Opened in July 1967, the site is located on the former Stourton steam shed, and at its opening covered over 11 acre.

Under British Rail in 1994, the prospect of Channel Tunnel traffic, led to BR developing a new intermodal terminal at Wakefield Europort, which in the post-privatisation era has been operated by Freightliner Group competitor DB Cargo UK. During this period, the terminal at Stourton was handling an average of 65,000 containers every year. Originally, British Rail wanted to develop Stourton into a single terminal for both deep-sea, domestic and Channel Tunnel traffic, so the site would be similar to that at Trafford Park in Manchester, where the two intermodal terminals are quite close. However, the upgrade at Stourton wasn't eligible for a European Economic Community grant, but the Wakefield site was.

Throughout the 1990s and the 2000s, the typical destinations served by Leeds Stourton have been the ports at Felixstowe, Southampton and Tilbury, with feeder services to Crewe Basford Hall and Wilton, or Teesport terminals on Teesside. After the opening of London Gateway in 2014, Stourton has been one of the new services from that location. During the late 1980s, a feeder service operated between the Port of Immingham and Stourton.

==Future==
In 2018, the typical number of train movements to and from Stourton was 14. The projected traffic growth in intermodal containers is estimated to increase to 47 trains per day by 2043.

==Access and layout==

The terminal can only be operated by diesel trains as no electric wires (catenary) exist on this stretch of line. The section south has been mooted in the railway press as an 'infill' electrification project; from Stourton terminal to Hare Park Junction (on the Doncaster to Wakefield Line), is 18 mi. The electrification of the line between Whitehall Junction (Leeds) and Hare Park Junction (on the Leeds to Doncaster line), appeared as a desired future project in Network Rail's Freight Network Study of 2017.

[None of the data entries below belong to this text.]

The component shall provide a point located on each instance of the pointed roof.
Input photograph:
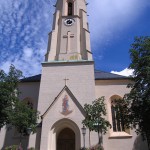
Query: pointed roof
(99, 75)
(71, 95)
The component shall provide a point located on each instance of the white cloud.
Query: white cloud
(125, 72)
(108, 17)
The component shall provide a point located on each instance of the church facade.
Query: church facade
(67, 82)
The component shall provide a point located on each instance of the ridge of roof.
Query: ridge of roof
(99, 75)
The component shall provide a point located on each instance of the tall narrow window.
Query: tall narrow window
(70, 9)
(117, 118)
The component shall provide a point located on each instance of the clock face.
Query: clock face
(69, 22)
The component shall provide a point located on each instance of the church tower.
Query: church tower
(70, 37)
(67, 80)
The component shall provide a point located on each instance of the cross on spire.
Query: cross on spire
(68, 36)
(66, 81)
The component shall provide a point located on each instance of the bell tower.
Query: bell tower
(70, 36)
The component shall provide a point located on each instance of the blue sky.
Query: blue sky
(24, 28)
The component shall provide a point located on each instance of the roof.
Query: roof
(99, 75)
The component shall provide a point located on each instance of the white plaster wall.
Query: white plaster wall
(81, 83)
(109, 88)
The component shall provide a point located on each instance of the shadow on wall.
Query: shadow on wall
(139, 144)
(12, 137)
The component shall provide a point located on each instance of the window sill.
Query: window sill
(120, 135)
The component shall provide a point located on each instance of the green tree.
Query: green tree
(23, 118)
(14, 112)
(94, 118)
(8, 91)
(139, 96)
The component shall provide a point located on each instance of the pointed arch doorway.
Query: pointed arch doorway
(66, 133)
(66, 139)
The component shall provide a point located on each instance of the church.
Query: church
(68, 81)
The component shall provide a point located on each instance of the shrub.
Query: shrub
(13, 147)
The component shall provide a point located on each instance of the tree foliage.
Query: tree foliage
(8, 91)
(12, 110)
(94, 118)
(140, 88)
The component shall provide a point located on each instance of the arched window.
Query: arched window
(70, 9)
(28, 101)
(117, 116)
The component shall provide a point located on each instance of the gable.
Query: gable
(65, 104)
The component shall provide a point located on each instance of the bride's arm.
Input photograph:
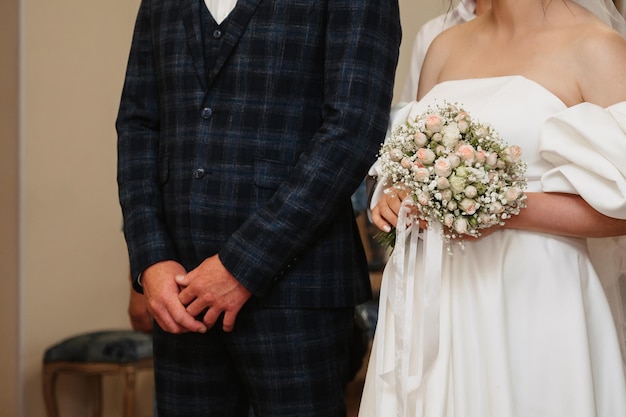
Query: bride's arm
(565, 215)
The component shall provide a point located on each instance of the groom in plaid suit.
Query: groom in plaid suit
(243, 129)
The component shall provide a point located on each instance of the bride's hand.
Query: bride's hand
(385, 213)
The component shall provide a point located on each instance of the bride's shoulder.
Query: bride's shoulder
(452, 42)
(600, 59)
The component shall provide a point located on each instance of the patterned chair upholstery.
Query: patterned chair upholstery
(95, 354)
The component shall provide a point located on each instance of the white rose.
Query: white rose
(496, 208)
(512, 154)
(469, 206)
(512, 194)
(461, 226)
(457, 184)
(470, 191)
(420, 139)
(454, 160)
(442, 182)
(420, 174)
(434, 123)
(450, 135)
(443, 167)
(492, 158)
(423, 198)
(395, 155)
(463, 125)
(466, 153)
(481, 156)
(426, 156)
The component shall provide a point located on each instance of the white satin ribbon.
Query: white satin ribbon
(411, 283)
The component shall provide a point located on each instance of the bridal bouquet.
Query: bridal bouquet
(457, 170)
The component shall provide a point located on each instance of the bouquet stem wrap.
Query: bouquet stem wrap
(411, 284)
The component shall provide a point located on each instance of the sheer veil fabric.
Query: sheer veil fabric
(607, 12)
(489, 306)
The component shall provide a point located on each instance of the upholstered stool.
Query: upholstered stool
(121, 352)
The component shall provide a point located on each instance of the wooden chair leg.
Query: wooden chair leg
(96, 394)
(130, 377)
(49, 391)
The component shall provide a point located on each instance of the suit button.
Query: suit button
(206, 113)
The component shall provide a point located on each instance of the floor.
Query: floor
(353, 394)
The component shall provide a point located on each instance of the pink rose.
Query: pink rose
(466, 153)
(420, 174)
(461, 226)
(423, 198)
(492, 158)
(454, 160)
(395, 155)
(481, 156)
(420, 139)
(512, 194)
(442, 183)
(469, 206)
(434, 123)
(443, 168)
(512, 154)
(425, 155)
(470, 191)
(450, 135)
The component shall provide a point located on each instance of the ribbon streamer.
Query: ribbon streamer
(410, 293)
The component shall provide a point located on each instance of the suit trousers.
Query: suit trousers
(282, 362)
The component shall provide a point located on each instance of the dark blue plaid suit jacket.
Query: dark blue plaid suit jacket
(253, 152)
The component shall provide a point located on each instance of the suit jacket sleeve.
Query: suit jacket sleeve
(362, 44)
(138, 153)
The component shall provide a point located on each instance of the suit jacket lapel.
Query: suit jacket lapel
(191, 20)
(238, 21)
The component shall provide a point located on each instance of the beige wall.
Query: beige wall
(9, 347)
(71, 274)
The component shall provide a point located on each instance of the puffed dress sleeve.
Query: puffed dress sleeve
(587, 146)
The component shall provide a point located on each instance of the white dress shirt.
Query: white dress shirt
(220, 8)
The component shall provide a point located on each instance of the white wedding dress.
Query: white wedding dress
(519, 324)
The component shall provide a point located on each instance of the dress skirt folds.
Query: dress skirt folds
(516, 324)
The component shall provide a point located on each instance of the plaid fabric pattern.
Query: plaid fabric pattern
(248, 139)
(287, 362)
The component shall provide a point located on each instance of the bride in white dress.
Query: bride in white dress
(518, 323)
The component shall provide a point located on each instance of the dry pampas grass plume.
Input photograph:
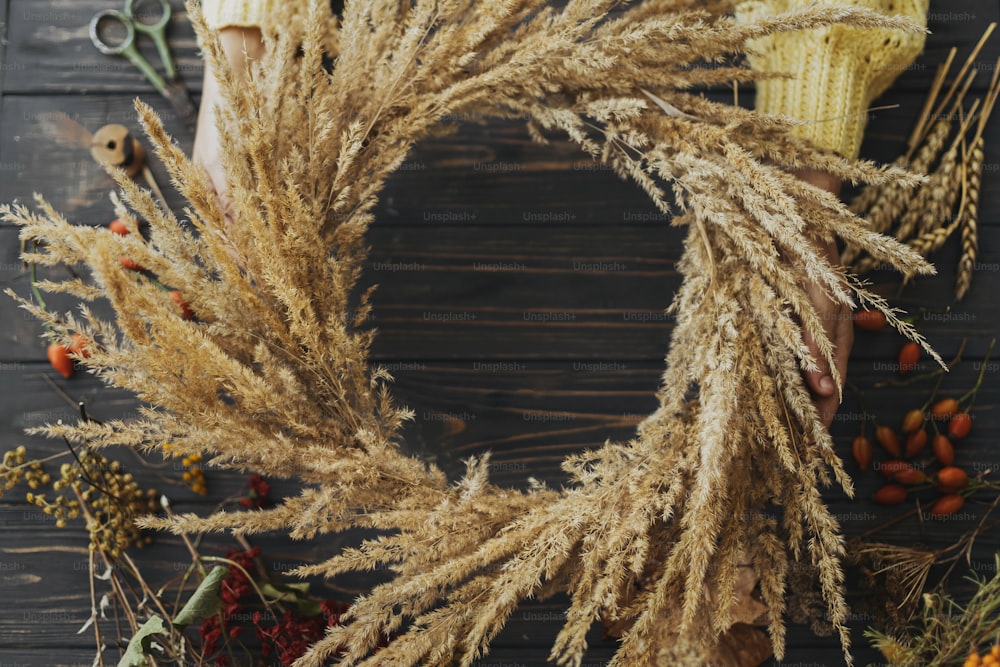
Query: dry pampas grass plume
(727, 471)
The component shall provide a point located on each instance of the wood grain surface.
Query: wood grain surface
(520, 309)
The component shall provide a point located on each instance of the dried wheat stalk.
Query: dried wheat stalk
(970, 220)
(306, 154)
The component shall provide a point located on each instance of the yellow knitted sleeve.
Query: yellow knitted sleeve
(222, 13)
(836, 70)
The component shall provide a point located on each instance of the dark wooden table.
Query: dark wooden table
(520, 308)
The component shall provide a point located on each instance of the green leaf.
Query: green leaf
(138, 646)
(205, 600)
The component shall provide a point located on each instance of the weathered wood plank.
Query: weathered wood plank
(480, 175)
(50, 50)
(466, 409)
(488, 292)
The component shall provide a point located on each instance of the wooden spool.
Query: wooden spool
(114, 145)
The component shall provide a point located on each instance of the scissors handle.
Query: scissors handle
(126, 47)
(157, 30)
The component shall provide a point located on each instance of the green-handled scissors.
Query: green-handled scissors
(170, 88)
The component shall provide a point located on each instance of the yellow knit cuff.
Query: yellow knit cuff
(224, 13)
(837, 71)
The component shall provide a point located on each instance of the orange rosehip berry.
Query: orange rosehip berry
(944, 408)
(118, 227)
(910, 476)
(959, 425)
(909, 355)
(890, 468)
(913, 420)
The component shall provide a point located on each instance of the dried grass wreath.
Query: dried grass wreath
(273, 376)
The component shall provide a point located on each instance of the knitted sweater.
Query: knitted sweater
(836, 71)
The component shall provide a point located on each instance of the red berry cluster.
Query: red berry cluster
(903, 477)
(285, 639)
(236, 590)
(292, 637)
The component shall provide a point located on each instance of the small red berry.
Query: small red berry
(909, 355)
(119, 227)
(60, 359)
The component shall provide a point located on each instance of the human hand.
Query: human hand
(836, 319)
(240, 45)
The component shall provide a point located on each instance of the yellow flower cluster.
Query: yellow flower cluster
(194, 475)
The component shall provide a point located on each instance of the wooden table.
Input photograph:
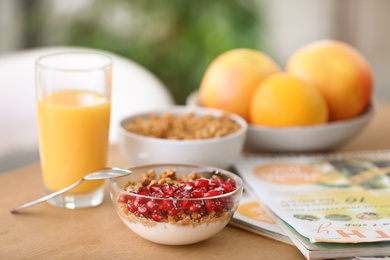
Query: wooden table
(45, 231)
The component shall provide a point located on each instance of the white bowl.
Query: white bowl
(217, 152)
(317, 138)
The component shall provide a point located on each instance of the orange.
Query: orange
(339, 72)
(285, 100)
(231, 78)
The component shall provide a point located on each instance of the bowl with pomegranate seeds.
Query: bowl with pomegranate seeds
(182, 134)
(176, 204)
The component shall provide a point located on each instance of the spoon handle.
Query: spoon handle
(47, 197)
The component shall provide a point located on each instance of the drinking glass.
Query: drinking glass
(73, 92)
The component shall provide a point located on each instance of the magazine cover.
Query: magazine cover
(338, 198)
(253, 216)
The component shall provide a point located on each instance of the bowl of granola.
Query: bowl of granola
(176, 204)
(182, 134)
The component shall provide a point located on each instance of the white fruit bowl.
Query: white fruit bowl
(219, 152)
(176, 214)
(319, 138)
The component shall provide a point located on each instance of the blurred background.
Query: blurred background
(176, 40)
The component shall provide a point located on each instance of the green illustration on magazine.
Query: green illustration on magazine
(324, 199)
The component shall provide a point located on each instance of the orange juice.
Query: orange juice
(73, 136)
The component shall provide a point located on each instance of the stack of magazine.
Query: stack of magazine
(334, 205)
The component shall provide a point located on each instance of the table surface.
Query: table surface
(45, 231)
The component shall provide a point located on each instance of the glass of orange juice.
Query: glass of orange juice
(73, 102)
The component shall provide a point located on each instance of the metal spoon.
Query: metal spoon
(98, 175)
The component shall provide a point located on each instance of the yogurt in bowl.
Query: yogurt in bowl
(176, 204)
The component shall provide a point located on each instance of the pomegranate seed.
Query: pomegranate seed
(231, 182)
(173, 212)
(219, 206)
(201, 183)
(166, 205)
(131, 207)
(168, 190)
(123, 198)
(217, 181)
(210, 205)
(143, 210)
(212, 193)
(156, 216)
(152, 206)
(178, 194)
(154, 188)
(186, 204)
(159, 194)
(227, 187)
(138, 201)
(144, 191)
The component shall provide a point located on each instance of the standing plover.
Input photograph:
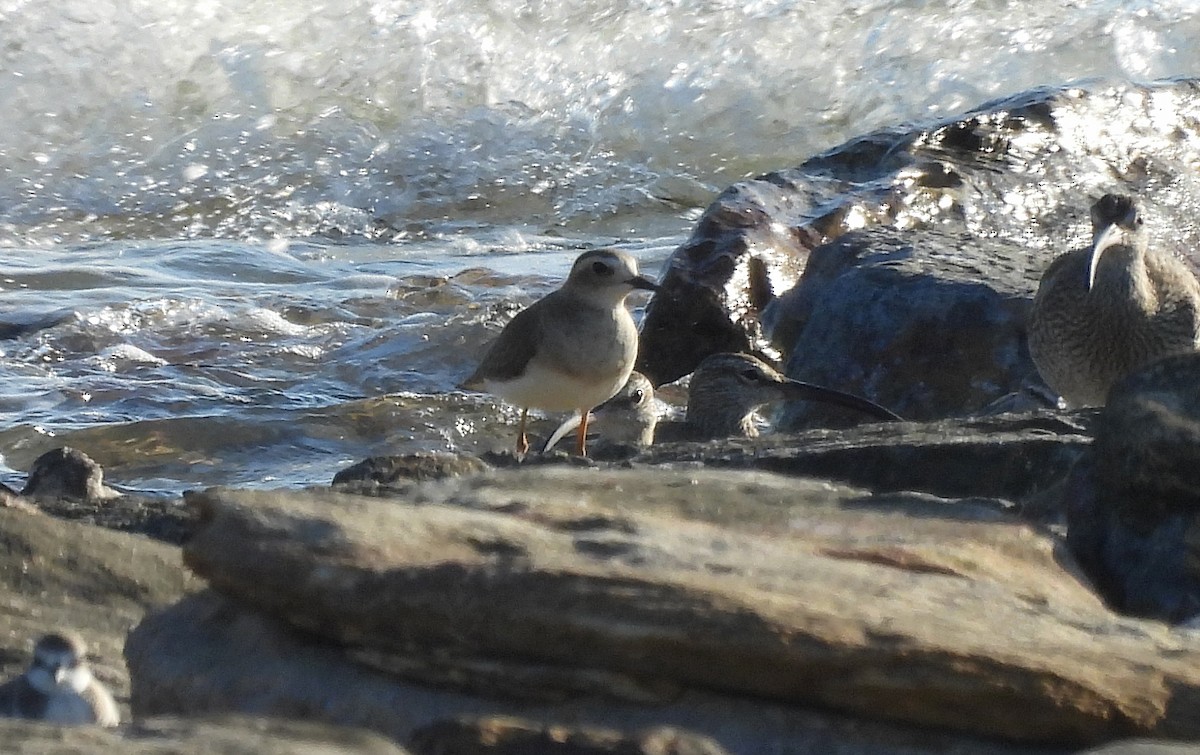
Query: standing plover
(1103, 311)
(573, 348)
(59, 687)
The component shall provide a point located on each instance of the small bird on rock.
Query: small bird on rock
(724, 395)
(727, 389)
(59, 688)
(629, 417)
(1103, 311)
(571, 349)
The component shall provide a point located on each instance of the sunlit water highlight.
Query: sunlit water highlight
(253, 243)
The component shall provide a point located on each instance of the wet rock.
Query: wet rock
(1134, 504)
(59, 574)
(69, 484)
(928, 323)
(173, 736)
(761, 589)
(1020, 172)
(507, 735)
(1009, 456)
(715, 286)
(385, 471)
(67, 473)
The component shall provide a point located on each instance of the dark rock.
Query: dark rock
(513, 736)
(232, 735)
(390, 469)
(717, 285)
(1020, 172)
(67, 575)
(1134, 504)
(1012, 456)
(67, 473)
(928, 323)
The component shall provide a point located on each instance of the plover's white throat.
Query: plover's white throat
(58, 687)
(1103, 311)
(573, 348)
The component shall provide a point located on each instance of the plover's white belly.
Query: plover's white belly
(67, 708)
(550, 389)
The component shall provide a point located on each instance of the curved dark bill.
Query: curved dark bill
(808, 391)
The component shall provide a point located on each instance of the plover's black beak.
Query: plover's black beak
(642, 282)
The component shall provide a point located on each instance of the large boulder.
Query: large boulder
(1006, 187)
(1133, 502)
(651, 594)
(928, 323)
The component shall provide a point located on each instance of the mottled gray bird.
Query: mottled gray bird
(629, 417)
(59, 688)
(1103, 311)
(571, 349)
(727, 389)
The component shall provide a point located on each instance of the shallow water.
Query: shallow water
(253, 243)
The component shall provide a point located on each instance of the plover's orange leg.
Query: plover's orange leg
(522, 438)
(582, 437)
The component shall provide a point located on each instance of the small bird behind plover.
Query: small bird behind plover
(1103, 311)
(59, 688)
(724, 396)
(571, 349)
(629, 417)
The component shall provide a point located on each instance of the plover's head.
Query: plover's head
(607, 275)
(59, 664)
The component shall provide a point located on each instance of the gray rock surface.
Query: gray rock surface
(65, 574)
(1005, 189)
(664, 587)
(1134, 502)
(207, 736)
(1015, 457)
(928, 323)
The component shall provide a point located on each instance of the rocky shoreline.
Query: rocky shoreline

Aside from the arrival siding, the main part of the terminal consists of three through lines with gantry cranes straddling all three. The site covers 14.3 acre, and has the capacity to store 1,150 standard containers (rated as TEU). Stourton is located on Valley Farm Way in Stourton, a suburb of south Leeds, with road access to the M1 motorway, the M621 motorway and the A639 road.

==See also==
- Leeds Midland Road depot - the Freightliner maintenance facility close by.